Old Ottawa East residents like the existing Old Ottawa East (OOE) Secondary Plan (SP) and the Community Design Plan (CDP) that was its basis. By contrast, residents don’t like the City’s proposal in the draft Official Plan (OP) to diminish the OOE Secondary Plan by moving two large sections of the community to the downtown planning area.
Ironically, the City’s unilateral consolidation and modification of extensively consulted-on Secondary Plans seems to undermine the draft OP’s key goal of having “walkable 15-minute neighbourhoods.”
“[T]he draft fails to identify what are the existing and potential 15-minute neighbourhoods.
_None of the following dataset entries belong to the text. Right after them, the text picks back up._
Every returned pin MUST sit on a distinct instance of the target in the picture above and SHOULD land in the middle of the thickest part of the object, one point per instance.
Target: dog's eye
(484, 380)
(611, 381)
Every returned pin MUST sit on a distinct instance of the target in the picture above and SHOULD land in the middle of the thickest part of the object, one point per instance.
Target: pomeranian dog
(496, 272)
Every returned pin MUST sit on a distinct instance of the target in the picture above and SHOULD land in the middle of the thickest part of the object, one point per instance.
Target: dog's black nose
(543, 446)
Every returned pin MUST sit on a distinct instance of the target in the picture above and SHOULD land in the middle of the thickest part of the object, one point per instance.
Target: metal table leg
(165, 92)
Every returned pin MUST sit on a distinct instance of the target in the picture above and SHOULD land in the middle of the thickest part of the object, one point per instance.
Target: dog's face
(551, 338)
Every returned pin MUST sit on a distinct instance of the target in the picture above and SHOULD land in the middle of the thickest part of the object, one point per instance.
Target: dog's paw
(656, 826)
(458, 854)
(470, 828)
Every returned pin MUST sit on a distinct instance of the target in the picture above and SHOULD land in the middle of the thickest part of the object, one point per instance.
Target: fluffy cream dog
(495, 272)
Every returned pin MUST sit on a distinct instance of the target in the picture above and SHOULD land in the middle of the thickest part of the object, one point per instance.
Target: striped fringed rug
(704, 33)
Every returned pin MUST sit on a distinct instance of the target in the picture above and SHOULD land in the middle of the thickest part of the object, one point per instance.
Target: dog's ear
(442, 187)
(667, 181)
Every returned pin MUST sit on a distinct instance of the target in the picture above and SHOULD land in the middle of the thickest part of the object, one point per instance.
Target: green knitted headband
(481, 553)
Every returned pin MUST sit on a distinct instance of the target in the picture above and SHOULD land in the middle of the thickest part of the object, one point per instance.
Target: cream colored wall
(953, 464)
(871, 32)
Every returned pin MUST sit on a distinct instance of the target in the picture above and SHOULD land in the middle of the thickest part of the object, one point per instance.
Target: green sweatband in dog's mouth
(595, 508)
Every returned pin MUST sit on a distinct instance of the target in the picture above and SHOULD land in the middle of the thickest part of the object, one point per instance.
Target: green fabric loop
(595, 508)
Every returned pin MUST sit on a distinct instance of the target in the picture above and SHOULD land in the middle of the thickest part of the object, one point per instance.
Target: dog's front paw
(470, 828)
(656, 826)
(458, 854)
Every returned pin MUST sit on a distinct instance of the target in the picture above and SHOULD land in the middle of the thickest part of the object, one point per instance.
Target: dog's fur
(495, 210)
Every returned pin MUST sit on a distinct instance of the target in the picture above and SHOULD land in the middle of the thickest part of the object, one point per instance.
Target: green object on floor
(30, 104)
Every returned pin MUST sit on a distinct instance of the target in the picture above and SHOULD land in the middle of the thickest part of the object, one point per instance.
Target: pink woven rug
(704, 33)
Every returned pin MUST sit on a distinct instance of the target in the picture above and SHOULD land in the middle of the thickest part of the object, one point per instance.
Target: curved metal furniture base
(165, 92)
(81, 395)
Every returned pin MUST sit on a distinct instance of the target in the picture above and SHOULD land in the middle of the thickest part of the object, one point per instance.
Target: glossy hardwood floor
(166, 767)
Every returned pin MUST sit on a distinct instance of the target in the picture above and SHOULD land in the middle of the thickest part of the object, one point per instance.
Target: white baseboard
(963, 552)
It’s time for the City to fully assess the importance of neighbourhoods and neighbourhood streetscape character,” noted OOE Community Association (OOECA) President Bob Gordon in the OOECA response to the draft plan. “Rather than consolidating and eliminating Community Design Plans and Secondary Plans, the City should be working with community associations to ensure each neighbourhood/community has such a plan and that this plan establishes what is necessary to get to effective ‘15-minute-ness,’” Gordon noted.
Back in 2012, Mayor Jim Watson told a gathering of hundreds of community representatives and members of the development industry that “(w)e need greater predictability and certainty when it comes to development in our City.” Two years later he said, “[Residents] want certainty and predictability when it comes to planning issues because when someone buys their home it’s usually their most expensive investment in their life and they want to make sure that they know the rules of the game and they don’t constantly change.”
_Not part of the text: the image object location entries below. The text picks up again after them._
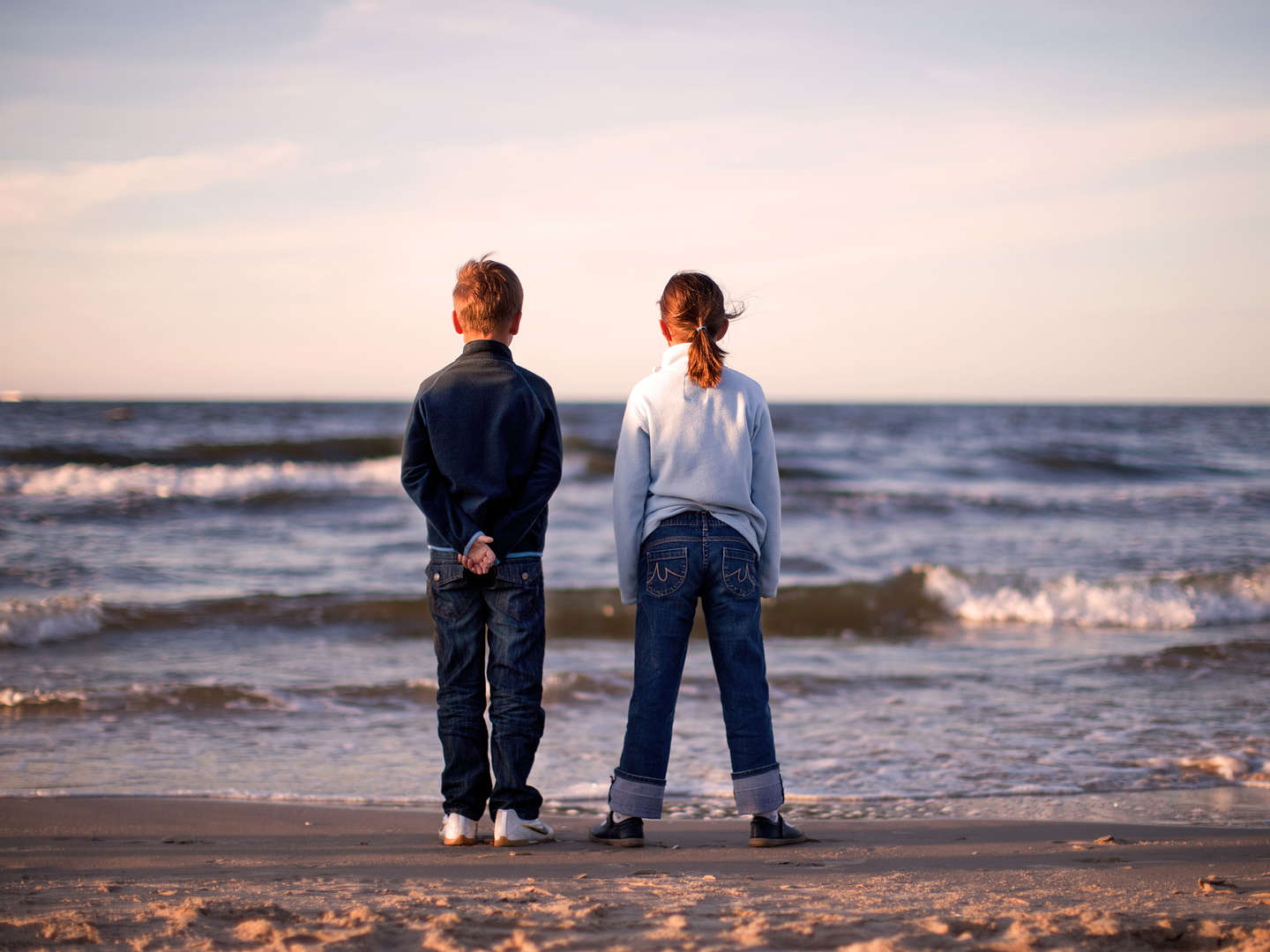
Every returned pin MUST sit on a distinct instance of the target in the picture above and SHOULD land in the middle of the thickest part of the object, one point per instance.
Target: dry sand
(213, 874)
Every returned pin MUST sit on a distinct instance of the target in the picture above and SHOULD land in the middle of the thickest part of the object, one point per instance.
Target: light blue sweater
(684, 447)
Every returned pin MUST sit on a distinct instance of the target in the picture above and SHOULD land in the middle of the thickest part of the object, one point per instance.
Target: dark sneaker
(628, 833)
(773, 833)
Now the City wants to change the rules and, as many OOE residents have eloquently concluded, the consultation on the draft Official Plan and its rules has been rushed and inadequate, contrary to the Mayor’s claims. For example, Lise and Yves Morneau have asked, “What will be the impact of the new Official Plan on Merritt Avenue?”
In 2011, after four years of hard work, OOE residents had an approved CDP and SP and, as a result, thought theyhad the certainty that Mayor Watson promised. Over the last 10 years, OOE development has been substantial but with clear limitations established by the SP. Unless the draft Official Plan is substantially changed, uncertainty will again reign and the result will be taller buildings and more intensification than what the OOE SP established.
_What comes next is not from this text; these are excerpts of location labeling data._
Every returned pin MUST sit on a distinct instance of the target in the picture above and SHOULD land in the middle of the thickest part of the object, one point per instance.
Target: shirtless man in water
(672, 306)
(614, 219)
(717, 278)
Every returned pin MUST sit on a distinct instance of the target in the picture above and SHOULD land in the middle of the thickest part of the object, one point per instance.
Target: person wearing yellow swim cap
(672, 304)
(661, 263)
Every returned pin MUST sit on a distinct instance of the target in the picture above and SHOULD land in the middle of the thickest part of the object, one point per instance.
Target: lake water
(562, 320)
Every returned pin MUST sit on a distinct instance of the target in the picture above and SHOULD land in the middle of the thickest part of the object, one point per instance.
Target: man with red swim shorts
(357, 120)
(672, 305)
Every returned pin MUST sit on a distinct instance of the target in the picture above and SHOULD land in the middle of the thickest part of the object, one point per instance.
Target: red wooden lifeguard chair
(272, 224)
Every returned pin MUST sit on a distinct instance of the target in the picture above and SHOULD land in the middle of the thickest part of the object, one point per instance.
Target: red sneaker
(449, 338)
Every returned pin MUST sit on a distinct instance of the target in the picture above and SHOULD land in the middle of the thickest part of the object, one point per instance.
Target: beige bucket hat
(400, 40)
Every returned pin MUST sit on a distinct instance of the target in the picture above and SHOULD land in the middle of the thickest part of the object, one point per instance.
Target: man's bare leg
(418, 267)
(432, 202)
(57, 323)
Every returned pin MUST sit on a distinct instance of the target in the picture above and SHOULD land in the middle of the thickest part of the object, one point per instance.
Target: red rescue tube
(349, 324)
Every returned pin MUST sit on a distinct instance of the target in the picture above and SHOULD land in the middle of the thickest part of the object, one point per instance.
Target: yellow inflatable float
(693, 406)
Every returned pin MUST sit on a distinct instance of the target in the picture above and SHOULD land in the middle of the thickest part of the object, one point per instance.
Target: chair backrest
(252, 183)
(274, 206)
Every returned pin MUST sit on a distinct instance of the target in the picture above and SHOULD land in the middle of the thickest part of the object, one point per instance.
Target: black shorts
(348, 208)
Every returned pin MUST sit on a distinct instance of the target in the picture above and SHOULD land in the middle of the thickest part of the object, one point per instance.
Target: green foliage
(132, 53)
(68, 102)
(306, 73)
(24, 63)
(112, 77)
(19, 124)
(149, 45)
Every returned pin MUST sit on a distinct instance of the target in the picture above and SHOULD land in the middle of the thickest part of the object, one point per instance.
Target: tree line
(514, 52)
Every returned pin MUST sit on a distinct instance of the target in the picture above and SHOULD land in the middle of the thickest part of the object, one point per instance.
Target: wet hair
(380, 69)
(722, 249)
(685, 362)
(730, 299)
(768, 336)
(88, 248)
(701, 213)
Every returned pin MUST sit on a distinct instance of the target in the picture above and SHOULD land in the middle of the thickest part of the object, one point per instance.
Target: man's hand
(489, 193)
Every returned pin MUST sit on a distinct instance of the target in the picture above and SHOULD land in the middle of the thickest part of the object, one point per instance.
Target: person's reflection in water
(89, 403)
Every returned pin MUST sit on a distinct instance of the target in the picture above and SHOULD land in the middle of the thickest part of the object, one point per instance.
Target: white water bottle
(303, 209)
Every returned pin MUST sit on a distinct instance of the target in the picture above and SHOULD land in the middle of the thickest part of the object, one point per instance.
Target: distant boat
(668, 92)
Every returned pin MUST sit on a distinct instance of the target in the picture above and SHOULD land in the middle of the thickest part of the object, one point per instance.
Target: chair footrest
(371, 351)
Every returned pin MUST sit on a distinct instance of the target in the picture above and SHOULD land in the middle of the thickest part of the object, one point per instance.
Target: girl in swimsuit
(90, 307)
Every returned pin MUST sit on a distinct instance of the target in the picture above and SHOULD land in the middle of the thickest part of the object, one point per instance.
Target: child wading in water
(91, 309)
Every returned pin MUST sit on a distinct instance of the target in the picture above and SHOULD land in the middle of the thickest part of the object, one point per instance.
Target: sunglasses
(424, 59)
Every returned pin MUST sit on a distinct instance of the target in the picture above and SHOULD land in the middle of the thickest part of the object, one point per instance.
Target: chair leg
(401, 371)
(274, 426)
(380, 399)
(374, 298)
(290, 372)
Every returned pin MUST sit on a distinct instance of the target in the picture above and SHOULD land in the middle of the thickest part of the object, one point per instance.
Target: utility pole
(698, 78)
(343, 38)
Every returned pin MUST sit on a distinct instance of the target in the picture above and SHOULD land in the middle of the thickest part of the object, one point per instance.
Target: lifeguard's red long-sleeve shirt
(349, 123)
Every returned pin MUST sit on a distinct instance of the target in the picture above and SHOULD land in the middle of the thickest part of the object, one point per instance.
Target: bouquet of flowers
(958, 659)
As former editor of The Mainstreeter Joseph Zebrowski commented, “I feel this response from the City does a lot to breed cynicism about the City’s planning process and public consultations and also to discourage the public from participating in public consultations.”
Although 15-minute neighbourhoods are mentioned repeatedly in the draft OP, the City makes no attempt to identify the neighbourhoods, which, according to the draft OP are “complete communities that support active transportation and transit, reduce car dependency, and enable people to live car-light or car-free.”
Local residents also object to the OP’s focusing of intensification in the central areas of the City while not ensuring there are the same recreational and greenspace provisions that the suburban areas will have.
An unprecedented number of community associations – including OOECA – have provided hundreds of pages of suggestions for improving the OP and they have asked that the consultation process be extended.
The Mayor has dismissed a request from the Federation of Citizens’ Associations of Ottawa to extend the process, even though a year was added for the development of the transportation master plan. The consultations on the OP have been extensive and better than with previous OP efforts, he has asserted in rejecting the request. Community associations dispute this.
Mayor Watson aims to have City Council “make the best decisions we can for the good of the City of Ottawa as a whole.” Unfortunately, he appears determined to do this without adequately considering “the good” of the many communities that make Ottawa a wonderful city.